Create an ASIM Parser

Completed

Advanced Security Information Model (ASIM) users use unifying parsers instead of table names in their queries, to view data in a normalized format and to include all data relevant to the schema in the query. Unifying parsers, in turn, use source-specific parsers to handle the specific details of each source.

Microsoft Sentinel provides built-in, source-specific parsers for many data sources. You may want to modify, or develop, these source-specific parsers in the following situations:

When your device provides events that fit an ASIM schema, but a source-specific parser for your device and the relevant schema isn't available in Microsoft Sentinel.

When ASIM source-specific parsers are available for your device, but your device sends events in a method or a format different than expected by the ASIM parsers. For example:

Your source device may be configured to send events in a non-standard way.

Your device may have a different version than the one supported by the ASIM parser.

The events might be collected, modified, and forwarded by an intermediary system.

Custom parser development process

The following workflow describes the high level steps in developing a custom ASIM, source-specific parser:

  1. Collect sample logs.

  2. Identify the schemas or schemas that the events sent from the source represent.

  3. Map the source event fields to the identified schema or schemas.

  4. Develop one or more ASIM parsers for your source. You'll need to develop a filtering parser and a parameter-less parser for each schema relevant to the source.

  5. Test your parser.

  6. Deploy the parsers into your Microsoft Sentinel workspaces.

  7. Update the relevant ASIM unifying parser to reference the new custom parser.

  8. You might also want to contribute your parsers to the primary ASIM distribution. Contributed parsers may also be made available in all workspaces as built-in parsers.

Collect sample logs

To build effective ASIM parsers, you need a representative set of logs, which in most case will require setting up the source system and connecting it to Microsoft Sentinel. If you don't have the source device available, cloud pay-as-you-go services let you deploy many devices for development and testing.

In addition, finding the vendor documentation and samples for the logs can help accelerate development and reduce mistakes by ensuring broad log format coverage.
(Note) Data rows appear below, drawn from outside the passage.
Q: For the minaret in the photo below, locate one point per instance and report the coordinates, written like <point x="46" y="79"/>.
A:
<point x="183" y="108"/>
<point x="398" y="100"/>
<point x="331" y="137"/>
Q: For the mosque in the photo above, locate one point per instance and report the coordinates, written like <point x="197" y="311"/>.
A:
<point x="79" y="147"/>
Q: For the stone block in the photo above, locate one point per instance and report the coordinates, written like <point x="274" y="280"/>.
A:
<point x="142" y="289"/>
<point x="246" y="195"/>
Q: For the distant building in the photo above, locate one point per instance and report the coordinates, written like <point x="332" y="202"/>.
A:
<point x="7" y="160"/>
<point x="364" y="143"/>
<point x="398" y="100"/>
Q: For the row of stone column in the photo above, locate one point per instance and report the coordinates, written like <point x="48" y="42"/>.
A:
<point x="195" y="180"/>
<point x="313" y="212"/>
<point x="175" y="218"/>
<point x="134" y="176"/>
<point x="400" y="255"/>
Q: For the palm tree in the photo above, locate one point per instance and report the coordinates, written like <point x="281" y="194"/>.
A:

A representative set of logs should include:

  • Events with different event results.
  • Events with different response actions.
  • Different formats for username, hostname and IDs, and other fields that require value normalization.

Mapping

Before you develop a parser, map the information available in the source event, or events to the schema you identified:

  • Map all mandatory fields and preferably also recommended fields.
  • Try to map any information available from the source to normalized fields. If not available as part of the selected schema, consider mapping to fields available in other schemas.
  • Map values for fields at the source to the normalized values allowed by ASIM. The original value is stored in a separate field, such as EventOriginalResultDetails.

Developing parsers

Develop both a filtering and a parameter-less parser for each relevant schema.

A custom parser is a KQL query developed in the Microsoft Sentinel Logs page. The parser query has three parts:

Filter > Parse > Prepare fields

Filtering the relevant records

In many cases, a table in Microsoft Sentinel includes multiple types of events. For example:

  • The Syslog table has data from multiple sources.
  • Custom tables may include information from a single source that provides more than one event type and can fit various schemas.

Therefore, a parser should first filter only the records relevant to the target schema.

Filtering in KQL is done using the where operator. For example, Sysmon event 1 reports process creation, and is therefore normalized to the ProcessEvent schema. The Sysmon event 1 event is part of the Event table, so you would use the following filter:

Event | where Source == "Microsoft-Windows-Sysmon" and EventID == 1

Important

A parser should not filter by time. The query which uses the parser will apply a time range.

Filtering by source type using a Watchlist

In some cases, the event itself doesn't contain information that would allow filtering for specific source types.

For example, Infoblox DNS events are sent as Syslog messages, and are hard to distinguish from Syslog messages sent from other sources. In such cases, the parser relies on a list of sources that defines the relevant events. This list is maintained in the ASimSourceType watchlist.

To use the ASimSourceType watchlist in your parsers:

  • Include the following line at the beginning of your parser:
let Sources_by_SourceType=(sourcetype:string){_GetWatchlist('ASimSourceType') | where SearchKey == tostring(sourcetype) | extend Source=column_ifexists('Source','') | where isnotempty(Source)| distinct Source };
  • Add a filter that uses the watchlist in the parser filtering section. For example, the Infoblox DNS parser includes the following in the filtering section:
| where Computer in (Sources_by_SourceType('InfobloxNIOS'))

To use this sample in your parser:

  • Replace Computer with the name of the field that includes the source information for your source. You can keep this as Computer for any parsers based on Syslog.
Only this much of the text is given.